ドライアイのタイプとして、涙を角膜の表面にとどめるムチンという成分の働きが悪いため、角膜表面に微細な荒れが生じ、涙がうまく広がらない「BUT短縮型ドライアイ」が注目されています。従来のドライアイタイプに加え、BUT短縮型ドライアイにも治療効果が期待されています。
働き | 人工 涙液 |
角膜上皮障害治療液 (ヒアルロン酸ナトリウム点眼液) |
ドライアイ治療液 (ムチン/水分分泌促進点眼液) |
---|---|---|---|
水分を補充 | ○ | ○ | ○ |
水分を保つ | × | ○ | ○ |
傷を治す | × | ○ | ○ |
ムチンを産生 | × | × | ○ |
また、点眼薬のほかに乾燥予防や風が直接目に当たらないようにするために、ゴーグルタイプのドライアイ用メガネも効果的です。重症の場合は、涙の排出口の部分に栓をして涙の流出を塞ぎ、涙が目の表面にとどまるような治療を行うこともあります。
ゼリー状の物質を涙が出ていく涙管に注入します。体温まで温まると涙管で固まってしまうので涙の出口を塞いでくれます。

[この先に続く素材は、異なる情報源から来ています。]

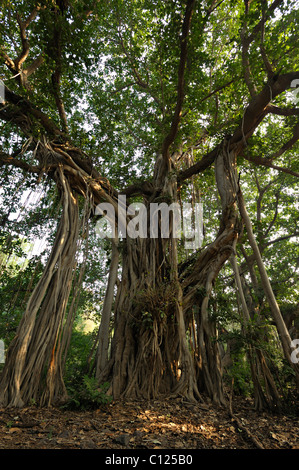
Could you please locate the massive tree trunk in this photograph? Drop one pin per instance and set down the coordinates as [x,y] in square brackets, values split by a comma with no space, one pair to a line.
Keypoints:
[150,355]
[32,371]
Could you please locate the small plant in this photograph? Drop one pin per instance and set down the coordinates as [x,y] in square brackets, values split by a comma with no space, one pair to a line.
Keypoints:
[89,395]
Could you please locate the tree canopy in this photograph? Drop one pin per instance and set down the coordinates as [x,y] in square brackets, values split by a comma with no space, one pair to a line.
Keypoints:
[174,101]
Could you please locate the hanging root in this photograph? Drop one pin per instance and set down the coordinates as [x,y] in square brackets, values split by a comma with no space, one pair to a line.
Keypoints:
[36,345]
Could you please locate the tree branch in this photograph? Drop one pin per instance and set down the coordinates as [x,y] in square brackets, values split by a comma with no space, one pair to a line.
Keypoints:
[169,139]
[269,164]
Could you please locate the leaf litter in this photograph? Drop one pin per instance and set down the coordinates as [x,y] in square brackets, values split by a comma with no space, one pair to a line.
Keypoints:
[143,424]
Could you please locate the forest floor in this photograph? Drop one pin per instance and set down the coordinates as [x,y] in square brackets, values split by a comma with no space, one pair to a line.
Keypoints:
[170,424]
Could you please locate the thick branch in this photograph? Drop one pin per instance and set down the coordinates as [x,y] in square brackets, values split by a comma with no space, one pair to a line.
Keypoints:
[169,139]
[266,162]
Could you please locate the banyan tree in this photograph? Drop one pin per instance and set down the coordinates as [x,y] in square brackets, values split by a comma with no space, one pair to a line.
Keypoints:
[144,101]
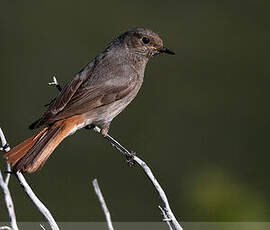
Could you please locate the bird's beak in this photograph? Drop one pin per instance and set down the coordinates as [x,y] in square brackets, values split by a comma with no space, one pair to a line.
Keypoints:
[166,51]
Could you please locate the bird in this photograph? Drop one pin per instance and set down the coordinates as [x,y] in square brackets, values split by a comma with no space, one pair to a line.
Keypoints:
[94,96]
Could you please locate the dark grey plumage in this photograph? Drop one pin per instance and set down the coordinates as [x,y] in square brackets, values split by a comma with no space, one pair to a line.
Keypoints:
[97,94]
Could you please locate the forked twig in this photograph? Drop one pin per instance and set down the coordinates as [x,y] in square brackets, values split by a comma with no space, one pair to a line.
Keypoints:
[28,191]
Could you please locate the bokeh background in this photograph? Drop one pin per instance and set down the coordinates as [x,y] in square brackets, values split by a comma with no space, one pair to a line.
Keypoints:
[201,120]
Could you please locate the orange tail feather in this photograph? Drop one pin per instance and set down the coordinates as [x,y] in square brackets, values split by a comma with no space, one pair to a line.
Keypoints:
[31,155]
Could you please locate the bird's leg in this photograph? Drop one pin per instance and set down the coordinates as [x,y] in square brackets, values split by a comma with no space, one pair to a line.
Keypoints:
[104,129]
[128,154]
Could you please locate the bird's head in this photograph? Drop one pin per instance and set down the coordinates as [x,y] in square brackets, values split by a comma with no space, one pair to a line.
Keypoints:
[144,42]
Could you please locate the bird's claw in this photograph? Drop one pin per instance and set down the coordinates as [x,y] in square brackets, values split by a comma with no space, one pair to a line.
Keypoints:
[130,158]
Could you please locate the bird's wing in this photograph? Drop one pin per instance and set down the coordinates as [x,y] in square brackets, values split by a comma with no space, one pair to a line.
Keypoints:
[87,99]
[76,98]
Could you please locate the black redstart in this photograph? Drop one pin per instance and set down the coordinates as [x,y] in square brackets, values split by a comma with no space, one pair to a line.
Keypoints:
[96,95]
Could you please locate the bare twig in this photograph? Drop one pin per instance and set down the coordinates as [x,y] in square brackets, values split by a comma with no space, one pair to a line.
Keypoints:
[28,191]
[165,217]
[130,155]
[41,207]
[42,227]
[103,204]
[148,172]
[4,186]
[55,82]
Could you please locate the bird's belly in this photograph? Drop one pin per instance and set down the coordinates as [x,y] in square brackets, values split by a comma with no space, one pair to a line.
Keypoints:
[80,126]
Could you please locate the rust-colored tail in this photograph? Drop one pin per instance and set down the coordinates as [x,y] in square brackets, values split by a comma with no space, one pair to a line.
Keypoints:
[30,155]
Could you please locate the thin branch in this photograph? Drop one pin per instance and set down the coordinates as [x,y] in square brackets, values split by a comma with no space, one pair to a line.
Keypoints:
[42,227]
[165,217]
[4,186]
[103,204]
[131,155]
[41,207]
[28,191]
[55,82]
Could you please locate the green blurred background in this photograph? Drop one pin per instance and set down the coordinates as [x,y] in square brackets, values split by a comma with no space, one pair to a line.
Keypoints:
[201,120]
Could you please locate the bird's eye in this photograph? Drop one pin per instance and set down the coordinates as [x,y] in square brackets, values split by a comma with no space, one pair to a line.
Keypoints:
[145,40]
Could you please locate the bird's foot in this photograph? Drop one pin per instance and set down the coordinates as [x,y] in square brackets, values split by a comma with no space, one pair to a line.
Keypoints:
[130,159]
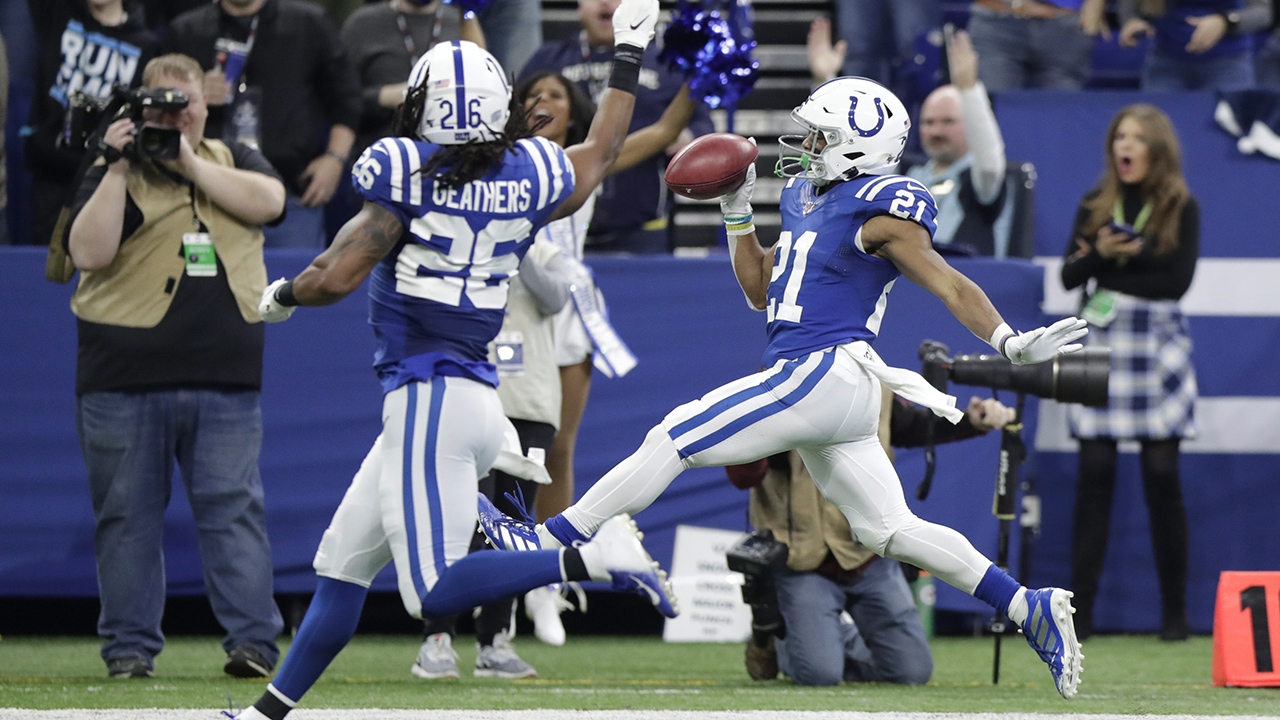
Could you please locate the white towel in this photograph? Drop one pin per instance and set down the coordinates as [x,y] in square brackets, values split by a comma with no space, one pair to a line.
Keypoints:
[905,383]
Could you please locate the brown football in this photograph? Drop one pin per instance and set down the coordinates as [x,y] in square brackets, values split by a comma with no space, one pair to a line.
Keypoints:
[711,165]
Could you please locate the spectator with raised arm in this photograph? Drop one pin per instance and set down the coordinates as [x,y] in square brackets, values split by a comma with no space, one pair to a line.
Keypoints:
[1198,44]
[965,165]
[632,206]
[1032,44]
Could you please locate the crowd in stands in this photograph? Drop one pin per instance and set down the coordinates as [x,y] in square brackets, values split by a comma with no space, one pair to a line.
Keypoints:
[297,90]
[311,83]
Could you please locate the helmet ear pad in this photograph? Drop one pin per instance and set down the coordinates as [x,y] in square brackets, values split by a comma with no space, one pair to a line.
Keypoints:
[864,126]
[464,94]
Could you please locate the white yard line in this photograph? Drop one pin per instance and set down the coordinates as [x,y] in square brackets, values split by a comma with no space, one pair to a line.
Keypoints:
[156,714]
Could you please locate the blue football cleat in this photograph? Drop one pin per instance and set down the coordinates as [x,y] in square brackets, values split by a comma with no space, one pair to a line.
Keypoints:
[630,565]
[503,531]
[1051,634]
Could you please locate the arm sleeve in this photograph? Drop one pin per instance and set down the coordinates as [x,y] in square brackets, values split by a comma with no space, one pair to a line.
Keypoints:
[1078,270]
[986,144]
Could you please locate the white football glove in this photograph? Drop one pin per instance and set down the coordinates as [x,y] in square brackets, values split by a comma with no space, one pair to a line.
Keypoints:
[270,309]
[739,203]
[1041,343]
[634,22]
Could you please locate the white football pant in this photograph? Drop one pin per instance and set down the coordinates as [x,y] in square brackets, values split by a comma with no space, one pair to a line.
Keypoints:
[827,406]
[414,499]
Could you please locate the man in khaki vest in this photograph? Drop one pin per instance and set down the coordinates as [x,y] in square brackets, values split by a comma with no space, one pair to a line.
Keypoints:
[170,368]
[830,572]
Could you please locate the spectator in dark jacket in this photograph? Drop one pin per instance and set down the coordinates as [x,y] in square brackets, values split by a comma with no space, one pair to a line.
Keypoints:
[278,78]
[86,46]
[631,210]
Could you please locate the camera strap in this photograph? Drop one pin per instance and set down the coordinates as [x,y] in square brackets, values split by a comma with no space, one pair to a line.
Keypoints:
[197,246]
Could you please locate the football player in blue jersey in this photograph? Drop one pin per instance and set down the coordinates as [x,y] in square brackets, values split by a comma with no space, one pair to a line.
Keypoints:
[451,205]
[849,229]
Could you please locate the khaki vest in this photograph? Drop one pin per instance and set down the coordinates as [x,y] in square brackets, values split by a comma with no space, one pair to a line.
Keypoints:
[814,524]
[132,290]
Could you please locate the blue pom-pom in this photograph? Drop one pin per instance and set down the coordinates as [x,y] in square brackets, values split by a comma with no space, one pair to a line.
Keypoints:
[714,55]
[470,7]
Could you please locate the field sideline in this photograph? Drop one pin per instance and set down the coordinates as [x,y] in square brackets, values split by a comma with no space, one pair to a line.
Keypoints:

痛みはなく2,3分で終了します。
ただ2,3ヶ月すると流れ出てしまうのでその時の状態を見て再注入することもありますし、症状が改善していれば点眼治療で様子を見ます。
また重症なドライアイの方はシリコン性の涙点プラグを使用します。これも痛みはなく2,3分で終了しますが経過中に自然に取れてしまったり(脱落)、まれに涙管の中に入ってしまったり(迷入)することがあります。

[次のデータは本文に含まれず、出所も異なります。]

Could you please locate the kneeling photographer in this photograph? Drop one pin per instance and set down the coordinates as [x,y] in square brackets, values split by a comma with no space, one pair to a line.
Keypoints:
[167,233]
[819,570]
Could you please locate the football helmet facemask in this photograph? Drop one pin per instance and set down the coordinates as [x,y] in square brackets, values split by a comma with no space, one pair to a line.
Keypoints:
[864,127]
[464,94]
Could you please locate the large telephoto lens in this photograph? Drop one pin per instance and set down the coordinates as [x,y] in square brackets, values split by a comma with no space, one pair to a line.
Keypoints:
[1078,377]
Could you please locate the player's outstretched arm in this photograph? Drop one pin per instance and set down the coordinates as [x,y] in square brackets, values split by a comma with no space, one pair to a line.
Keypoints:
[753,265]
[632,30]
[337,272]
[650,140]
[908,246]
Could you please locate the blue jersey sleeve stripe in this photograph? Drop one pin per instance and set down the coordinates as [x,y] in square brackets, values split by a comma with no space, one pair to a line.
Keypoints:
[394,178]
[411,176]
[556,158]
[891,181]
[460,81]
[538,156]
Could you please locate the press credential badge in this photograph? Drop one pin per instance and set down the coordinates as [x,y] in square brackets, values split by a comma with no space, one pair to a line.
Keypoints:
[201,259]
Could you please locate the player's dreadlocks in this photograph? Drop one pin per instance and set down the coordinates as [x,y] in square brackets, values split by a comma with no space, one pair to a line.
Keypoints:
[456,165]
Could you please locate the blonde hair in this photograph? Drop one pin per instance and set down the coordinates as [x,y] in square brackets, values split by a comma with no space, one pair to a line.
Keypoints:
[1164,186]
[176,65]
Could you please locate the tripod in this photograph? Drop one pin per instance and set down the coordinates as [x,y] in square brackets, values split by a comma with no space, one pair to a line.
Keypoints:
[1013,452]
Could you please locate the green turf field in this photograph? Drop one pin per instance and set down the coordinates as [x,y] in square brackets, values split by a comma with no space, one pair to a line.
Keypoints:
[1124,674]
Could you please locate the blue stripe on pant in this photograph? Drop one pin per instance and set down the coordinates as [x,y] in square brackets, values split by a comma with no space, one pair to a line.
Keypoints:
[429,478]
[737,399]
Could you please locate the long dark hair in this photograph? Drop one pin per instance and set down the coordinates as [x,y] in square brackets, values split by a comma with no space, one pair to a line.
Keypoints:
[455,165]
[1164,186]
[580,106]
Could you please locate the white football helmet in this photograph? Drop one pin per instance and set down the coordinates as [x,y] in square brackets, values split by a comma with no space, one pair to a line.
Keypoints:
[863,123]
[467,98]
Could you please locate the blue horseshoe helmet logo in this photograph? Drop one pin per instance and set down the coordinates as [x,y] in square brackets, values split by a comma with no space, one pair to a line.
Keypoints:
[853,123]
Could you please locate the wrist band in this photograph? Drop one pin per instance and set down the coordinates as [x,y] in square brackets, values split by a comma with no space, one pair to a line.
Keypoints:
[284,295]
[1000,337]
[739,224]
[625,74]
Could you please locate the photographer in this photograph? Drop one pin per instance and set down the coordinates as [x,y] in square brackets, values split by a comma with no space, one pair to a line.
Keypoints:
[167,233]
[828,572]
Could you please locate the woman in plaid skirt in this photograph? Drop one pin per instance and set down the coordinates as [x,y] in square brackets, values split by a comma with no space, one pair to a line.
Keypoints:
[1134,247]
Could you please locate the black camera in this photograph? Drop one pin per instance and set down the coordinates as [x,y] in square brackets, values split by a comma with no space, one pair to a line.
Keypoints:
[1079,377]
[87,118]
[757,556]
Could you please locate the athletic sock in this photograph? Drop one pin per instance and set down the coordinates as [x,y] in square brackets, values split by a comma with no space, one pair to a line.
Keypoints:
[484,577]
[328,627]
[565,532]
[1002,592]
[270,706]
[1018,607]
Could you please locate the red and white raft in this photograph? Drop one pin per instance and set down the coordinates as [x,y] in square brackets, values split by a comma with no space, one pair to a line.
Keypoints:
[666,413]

涙点プラグも改良されてきており、最近のものは脱落したり迷入したりすることは少なくなってきています。涙点プラグが入っていているときに痛みを感じたり違和感を感じたりすることはほとんどありません。 またどうしても気になるときは涙点プラグを除去することも可能ですが行うことはめったにありません。